8 minute read · April 16, 2024
Deep Dive into Better Stability with the new Memory Arbiter
· Senior Product Manager
· Senior Staff Software Engineer
· Staff Software Engineer
· Senior Software Engineer
· Principal Software Engineer
· Director, Software Engineering
Introduction
Memory Arbiter is a new and important feature that was released to Dremio Cloud and is coming to Dremio 25.0. MA enables executors to better utilize their direct memory by accurately tracking its usage across certain operators and, where possible, dynamically reducing the memory footprint of those operators to allow others to consume it. This, along with Spillable Hash Join, is the first of several features in the pipeline for Dremio to react better to diminishing resources and keep running where it previously would have failed.
How Memory Arbiter changes execution
Memory Arbiter changes execution for a particular set of operators once a fragment of work has landed on an executor and processing is underway. The way queries are planned and initial memory allocation remain the same and follow this flow:
- A query is submitted, and a plan is generated
- Based on the constituent operators of the plan and metadata regarding the source, a minimum viable estimate is generated
- For operators that do not hold or expand as data is processed, this is a small static number
- For operators that do hold or expand as data is processed, formulas are leveraged to generate this initial allocation based on the stats of the queried datasets
- The initial memory allocation for a fragment of execution is made on the executors
- Further memory allocations are made throughout the execution of the fragment as needed
The key differentiator is the final point. Previously, all operators would request as much memory as needed until query completion or memory exhaustion. Existing guard rails did offer some fault tolerance but would often intervene too late and not be able to prevent query failure. For example, spillable operators had their spill trigger point defined during planning; however, if one encountered an out-of-memory exception, it would start spilling instead. This would prevent failures, but such an exception signals there is little headroom available to continue execution.

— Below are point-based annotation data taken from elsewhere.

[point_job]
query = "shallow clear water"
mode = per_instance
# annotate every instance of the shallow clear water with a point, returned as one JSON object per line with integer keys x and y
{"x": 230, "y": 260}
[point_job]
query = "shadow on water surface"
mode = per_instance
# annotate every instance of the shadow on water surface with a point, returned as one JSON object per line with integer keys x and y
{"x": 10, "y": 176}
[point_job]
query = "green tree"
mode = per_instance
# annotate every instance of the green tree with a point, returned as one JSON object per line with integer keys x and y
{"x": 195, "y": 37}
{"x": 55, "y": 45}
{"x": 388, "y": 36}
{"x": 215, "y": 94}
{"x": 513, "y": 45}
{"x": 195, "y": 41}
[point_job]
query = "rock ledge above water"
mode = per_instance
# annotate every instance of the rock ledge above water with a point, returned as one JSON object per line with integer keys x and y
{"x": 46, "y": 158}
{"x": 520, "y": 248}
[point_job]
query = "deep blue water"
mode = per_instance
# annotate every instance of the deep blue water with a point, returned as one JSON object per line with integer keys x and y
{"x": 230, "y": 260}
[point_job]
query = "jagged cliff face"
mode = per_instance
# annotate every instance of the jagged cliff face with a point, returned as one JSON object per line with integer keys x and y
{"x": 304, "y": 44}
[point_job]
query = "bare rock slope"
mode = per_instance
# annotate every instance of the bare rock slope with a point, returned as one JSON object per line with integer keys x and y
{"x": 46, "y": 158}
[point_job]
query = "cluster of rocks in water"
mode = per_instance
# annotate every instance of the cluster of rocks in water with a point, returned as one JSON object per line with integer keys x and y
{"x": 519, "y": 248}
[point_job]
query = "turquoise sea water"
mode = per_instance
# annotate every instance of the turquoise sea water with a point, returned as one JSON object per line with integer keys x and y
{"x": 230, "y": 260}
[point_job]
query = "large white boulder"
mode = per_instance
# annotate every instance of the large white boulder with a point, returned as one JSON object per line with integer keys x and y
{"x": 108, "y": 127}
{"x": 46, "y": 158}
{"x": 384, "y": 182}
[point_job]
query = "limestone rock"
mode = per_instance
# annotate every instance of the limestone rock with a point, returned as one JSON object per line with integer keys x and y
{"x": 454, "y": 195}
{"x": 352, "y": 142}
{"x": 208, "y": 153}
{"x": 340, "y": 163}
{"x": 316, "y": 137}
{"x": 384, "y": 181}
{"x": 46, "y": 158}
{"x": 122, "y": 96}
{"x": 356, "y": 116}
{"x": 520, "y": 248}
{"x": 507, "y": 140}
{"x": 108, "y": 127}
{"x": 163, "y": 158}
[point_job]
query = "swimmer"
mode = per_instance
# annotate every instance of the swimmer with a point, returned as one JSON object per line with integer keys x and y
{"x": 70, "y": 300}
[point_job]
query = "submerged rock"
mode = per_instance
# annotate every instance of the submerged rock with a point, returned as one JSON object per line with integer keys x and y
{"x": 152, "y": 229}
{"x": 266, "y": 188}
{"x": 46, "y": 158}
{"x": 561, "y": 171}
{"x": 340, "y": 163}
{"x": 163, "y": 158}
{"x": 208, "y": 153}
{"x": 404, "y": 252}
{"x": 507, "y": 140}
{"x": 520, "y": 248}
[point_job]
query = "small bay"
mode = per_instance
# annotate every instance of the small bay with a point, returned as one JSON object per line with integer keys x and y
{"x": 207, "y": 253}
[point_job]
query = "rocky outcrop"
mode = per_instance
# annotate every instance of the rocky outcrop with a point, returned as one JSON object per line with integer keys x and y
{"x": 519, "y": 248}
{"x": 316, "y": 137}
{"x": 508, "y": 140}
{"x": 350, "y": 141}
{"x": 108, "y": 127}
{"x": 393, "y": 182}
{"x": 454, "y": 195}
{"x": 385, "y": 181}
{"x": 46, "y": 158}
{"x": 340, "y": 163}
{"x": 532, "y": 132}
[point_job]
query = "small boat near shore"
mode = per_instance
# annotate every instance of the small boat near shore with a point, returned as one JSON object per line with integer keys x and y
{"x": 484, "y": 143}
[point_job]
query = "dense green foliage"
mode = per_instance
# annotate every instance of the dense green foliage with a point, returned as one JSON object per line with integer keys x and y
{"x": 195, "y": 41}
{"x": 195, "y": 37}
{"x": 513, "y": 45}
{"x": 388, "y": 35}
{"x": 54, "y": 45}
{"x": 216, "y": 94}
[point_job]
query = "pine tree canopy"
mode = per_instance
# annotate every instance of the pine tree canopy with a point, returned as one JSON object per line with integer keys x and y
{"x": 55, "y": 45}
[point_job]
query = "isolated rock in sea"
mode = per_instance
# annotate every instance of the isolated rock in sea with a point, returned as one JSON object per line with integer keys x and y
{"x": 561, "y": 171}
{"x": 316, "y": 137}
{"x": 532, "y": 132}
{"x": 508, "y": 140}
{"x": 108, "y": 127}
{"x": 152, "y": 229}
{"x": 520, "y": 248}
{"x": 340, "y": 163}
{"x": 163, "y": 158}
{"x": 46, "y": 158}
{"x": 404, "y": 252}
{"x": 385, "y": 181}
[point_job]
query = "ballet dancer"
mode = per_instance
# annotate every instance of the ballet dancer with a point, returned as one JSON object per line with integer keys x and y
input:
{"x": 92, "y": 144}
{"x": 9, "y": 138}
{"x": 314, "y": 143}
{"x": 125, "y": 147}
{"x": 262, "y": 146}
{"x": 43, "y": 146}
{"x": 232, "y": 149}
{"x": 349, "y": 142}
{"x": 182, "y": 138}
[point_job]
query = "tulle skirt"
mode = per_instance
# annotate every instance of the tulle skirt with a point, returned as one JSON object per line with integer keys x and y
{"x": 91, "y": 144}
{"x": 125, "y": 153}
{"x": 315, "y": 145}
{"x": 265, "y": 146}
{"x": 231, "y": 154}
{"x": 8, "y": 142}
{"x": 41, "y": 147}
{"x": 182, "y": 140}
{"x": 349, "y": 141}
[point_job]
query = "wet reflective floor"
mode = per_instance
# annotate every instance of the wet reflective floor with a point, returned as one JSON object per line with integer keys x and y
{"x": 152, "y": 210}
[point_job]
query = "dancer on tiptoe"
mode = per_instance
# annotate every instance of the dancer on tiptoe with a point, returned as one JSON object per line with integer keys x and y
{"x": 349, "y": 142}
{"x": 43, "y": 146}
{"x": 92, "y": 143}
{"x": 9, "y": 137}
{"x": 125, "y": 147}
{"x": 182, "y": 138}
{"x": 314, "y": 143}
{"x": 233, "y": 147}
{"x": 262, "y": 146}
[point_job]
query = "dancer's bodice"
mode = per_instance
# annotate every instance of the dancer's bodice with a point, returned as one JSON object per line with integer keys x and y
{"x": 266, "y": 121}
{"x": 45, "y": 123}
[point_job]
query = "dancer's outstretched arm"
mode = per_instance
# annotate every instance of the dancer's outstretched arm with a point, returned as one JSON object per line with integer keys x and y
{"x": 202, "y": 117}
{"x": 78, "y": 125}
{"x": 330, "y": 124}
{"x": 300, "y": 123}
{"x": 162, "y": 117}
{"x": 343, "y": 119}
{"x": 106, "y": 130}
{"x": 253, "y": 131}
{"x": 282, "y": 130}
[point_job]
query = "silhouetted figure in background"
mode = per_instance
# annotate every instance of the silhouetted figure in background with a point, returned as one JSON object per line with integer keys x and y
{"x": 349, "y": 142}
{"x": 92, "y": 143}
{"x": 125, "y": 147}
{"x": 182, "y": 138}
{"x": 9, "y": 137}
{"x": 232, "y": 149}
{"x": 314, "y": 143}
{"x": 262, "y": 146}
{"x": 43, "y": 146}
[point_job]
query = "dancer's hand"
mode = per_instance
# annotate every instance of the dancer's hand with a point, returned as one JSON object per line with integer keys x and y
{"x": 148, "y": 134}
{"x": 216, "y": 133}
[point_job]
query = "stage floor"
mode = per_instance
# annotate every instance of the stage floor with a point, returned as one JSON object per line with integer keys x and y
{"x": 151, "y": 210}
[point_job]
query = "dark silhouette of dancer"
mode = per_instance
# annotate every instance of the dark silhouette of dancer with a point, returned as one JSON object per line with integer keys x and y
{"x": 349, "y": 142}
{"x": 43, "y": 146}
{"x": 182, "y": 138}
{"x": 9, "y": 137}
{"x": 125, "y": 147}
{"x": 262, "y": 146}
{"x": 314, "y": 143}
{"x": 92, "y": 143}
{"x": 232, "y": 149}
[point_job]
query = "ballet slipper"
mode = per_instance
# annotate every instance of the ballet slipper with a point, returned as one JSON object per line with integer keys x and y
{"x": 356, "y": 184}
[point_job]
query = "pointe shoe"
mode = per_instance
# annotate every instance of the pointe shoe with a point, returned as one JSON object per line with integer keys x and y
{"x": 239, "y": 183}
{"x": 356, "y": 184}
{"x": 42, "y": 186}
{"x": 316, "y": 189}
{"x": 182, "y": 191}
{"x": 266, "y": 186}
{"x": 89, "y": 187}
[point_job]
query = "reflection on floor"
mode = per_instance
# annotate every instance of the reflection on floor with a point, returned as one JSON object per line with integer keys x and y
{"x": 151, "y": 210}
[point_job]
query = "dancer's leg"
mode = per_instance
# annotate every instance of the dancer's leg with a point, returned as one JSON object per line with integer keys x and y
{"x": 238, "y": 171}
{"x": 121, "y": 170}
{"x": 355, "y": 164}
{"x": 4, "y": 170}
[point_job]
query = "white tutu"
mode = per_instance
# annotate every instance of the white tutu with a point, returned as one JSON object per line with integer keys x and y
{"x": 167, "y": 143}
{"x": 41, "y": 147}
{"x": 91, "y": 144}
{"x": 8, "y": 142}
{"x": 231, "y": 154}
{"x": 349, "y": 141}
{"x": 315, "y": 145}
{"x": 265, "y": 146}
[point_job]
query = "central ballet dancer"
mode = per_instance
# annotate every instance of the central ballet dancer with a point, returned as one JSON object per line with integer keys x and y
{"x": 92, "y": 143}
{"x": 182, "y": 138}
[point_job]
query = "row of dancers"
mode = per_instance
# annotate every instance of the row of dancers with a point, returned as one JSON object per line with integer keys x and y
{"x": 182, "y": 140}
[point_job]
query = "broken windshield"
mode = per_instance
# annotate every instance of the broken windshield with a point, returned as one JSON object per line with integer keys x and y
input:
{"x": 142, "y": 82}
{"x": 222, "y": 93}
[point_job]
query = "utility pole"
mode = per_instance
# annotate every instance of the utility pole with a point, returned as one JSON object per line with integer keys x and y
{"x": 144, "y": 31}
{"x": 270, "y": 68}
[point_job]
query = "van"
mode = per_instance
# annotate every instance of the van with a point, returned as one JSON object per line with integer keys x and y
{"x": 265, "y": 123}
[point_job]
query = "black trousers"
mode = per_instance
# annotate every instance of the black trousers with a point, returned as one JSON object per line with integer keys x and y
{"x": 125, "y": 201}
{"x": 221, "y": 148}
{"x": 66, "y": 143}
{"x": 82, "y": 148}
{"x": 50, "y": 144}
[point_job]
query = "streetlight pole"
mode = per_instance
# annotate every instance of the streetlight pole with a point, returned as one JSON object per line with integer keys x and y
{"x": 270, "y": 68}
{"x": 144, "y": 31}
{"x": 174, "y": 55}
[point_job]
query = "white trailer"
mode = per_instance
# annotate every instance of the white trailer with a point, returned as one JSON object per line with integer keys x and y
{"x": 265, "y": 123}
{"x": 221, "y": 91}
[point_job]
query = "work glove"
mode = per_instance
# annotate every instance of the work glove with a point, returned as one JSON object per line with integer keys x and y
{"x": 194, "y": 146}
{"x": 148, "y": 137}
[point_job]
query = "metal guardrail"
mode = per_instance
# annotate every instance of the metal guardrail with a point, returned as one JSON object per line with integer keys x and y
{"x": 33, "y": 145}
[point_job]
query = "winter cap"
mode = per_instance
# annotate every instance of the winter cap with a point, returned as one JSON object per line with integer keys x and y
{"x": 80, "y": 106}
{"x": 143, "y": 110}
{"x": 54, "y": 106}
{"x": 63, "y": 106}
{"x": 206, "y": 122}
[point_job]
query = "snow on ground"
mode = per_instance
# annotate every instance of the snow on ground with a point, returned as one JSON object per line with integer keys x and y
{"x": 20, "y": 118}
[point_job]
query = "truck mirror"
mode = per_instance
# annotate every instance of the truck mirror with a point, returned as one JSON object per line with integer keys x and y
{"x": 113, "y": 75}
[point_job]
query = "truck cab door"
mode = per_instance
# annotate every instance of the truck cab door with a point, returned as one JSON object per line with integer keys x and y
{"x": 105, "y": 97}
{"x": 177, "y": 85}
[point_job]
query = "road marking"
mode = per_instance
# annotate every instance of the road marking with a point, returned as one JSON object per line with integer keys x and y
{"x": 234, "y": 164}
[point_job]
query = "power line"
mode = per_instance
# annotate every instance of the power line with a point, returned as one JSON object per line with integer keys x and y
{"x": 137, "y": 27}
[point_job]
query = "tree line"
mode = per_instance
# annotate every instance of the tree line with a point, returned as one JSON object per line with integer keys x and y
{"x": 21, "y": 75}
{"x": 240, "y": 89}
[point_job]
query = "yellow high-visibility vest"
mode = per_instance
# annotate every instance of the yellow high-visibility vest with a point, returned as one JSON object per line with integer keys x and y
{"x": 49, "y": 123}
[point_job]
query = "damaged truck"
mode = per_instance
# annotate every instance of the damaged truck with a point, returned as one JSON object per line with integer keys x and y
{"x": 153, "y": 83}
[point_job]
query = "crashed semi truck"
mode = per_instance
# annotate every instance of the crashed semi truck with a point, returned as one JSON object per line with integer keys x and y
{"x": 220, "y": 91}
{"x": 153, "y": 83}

With Memory Arbiter, executors are now able to react more quickly to changes in allocatable memory instead of relying on arbitrary spill points set in the plan or an out-of-memory exception.
How Memory Arbiter Works
As mentioned above, Memory Arbiter only changes the execution of four operators (as of the time of writing):
- Hash Join
- Hash Agg
- External Sort
- TopN
These operators are often the highest memory consumers and, importantly, also have a mechanism to shrink their memory usage. Hash Join, Hash Agg and External Sort can spill in mid-operation, and the TopN can discard data structures that were used while processing and are no longer needed for the output. Each executor has its own Memory Arbiter that tracks each instance of these operators, the amount of memory they’re using and, importantly, the amount of memory they’re able to give up. If memory usage on an executor crosses a threshold, Memory Arbiter will start requesting that these operators shrink their usage, starting with the one with the most to give. Memory Arbiter also acts as a middleman for new memory allocation requests for these operators. Therefore, requests to shrink can be paired with temporarily blocking new memory allocations, thus reducing existing allocations and growth rate.
Memory Arbiter only tracks Direct memory since data processing happens in Direct memory. Not all operations in Direct memory are being tracked, despite Memory Arbiter's best efforts, Direct memory exhaustion remains possible.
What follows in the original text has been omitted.